Josephson and Howie

10.52am   23.8.2020

I should also say, since you people are so keen on niggling, that to be strictly correct, after the capacitor has been charged there will be transients that will decay rapidly, so in that sense, if you wish to interpret ’static’ in that way, there will never be a completely static field.  And again, thermal fluctuations and lightning strikes will lead to fluctuations.  Will that satisfy y’guys who insist there is no such thing as a static field in a capacitor?

- Brian Josephson.

 

This is very interesting. Both Josephson and Howie (wrongly) think of “ohmic losses” causing the energy, which they presumably agree enters the charging capacitor http://www.ivorcatt.org/icrwiworld78dec1.htm at the speed of light, to slow down. Let us enter their world, assuming they are right in this.

This means that (for them) in a Platonic, or ideal situation, of perfectly conducting capacitor plates, the theoretical perfect charged capacitor would permanently have a reciprocating, not a static, electric field. Thus, in their view, it is the failure of the capacitor to have perfectly conducting plates that leads to the static electric field.

 

This is not delivered as a reduction ad absurdum. It is delivered in the spirit of science. Dialogue is important.

 

As a further thought, I have difficulty linking resistance, and loss, with drop in velocity. When energy travelling at c meets resistance, does it not only diminish (some of it turning into heat or light) but also slow down? Surely all the ExH energy delivered into charging the capacitor would turn into heat or light, leaving the capacitor electrically uncharged?

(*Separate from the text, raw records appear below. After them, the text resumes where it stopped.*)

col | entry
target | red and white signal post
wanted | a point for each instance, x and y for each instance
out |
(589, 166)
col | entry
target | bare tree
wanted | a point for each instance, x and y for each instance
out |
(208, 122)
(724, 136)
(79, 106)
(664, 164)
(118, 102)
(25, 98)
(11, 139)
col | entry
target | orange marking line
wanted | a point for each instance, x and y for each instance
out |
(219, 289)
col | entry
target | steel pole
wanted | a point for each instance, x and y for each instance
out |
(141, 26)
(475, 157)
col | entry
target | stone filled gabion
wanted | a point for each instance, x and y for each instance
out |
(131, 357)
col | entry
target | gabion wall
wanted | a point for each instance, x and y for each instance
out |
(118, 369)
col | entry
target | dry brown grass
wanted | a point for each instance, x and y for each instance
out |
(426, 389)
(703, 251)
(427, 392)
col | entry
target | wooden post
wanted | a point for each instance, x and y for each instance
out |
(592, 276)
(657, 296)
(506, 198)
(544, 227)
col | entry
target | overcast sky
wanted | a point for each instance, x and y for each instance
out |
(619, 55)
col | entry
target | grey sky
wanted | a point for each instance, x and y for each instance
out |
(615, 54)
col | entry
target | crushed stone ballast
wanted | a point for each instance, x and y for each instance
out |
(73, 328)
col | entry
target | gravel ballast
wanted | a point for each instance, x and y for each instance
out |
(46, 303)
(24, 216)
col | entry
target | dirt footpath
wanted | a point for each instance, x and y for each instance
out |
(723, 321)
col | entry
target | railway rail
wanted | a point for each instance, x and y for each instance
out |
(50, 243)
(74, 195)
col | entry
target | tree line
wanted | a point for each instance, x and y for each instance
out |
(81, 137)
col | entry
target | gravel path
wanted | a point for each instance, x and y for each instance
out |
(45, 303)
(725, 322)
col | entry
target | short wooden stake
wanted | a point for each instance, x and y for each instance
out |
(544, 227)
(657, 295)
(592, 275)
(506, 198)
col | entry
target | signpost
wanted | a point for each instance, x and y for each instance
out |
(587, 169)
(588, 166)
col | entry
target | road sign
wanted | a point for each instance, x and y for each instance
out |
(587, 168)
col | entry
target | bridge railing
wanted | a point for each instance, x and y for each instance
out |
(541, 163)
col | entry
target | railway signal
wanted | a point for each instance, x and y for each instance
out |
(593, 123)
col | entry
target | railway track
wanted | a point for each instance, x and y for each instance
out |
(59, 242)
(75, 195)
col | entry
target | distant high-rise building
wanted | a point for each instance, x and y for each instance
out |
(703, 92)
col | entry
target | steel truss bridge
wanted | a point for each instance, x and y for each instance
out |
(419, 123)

The formula for the total of ExH energy in a reciprocating charged capacitor is equal to the formula for a capacitor with a static electric field.  The formula for the ExH energy entering the capacitor (mathematically) equals the formula for the energy in a charged capacitor. There is no loss of energy (if and) when the energy entering at velocity c slows down to static. (Wrong. During charging, the practical capacitor heats up a little, as it does when discharging. Similarly in Wakefield 4, where reciprocating energy turns into heat {= sinusoidal energy} which radiates out of the capacitor.)

Ivor Catt  12.00  23.8.2020

 

Afterthought.

A TEM wave travelling down between two resistive conductors gradually slows down. As some of the energy is dissipated in the conductors (or perhaps the dielectric) the remining ExH energy is slowing towards a standstill.    12.30pm same day.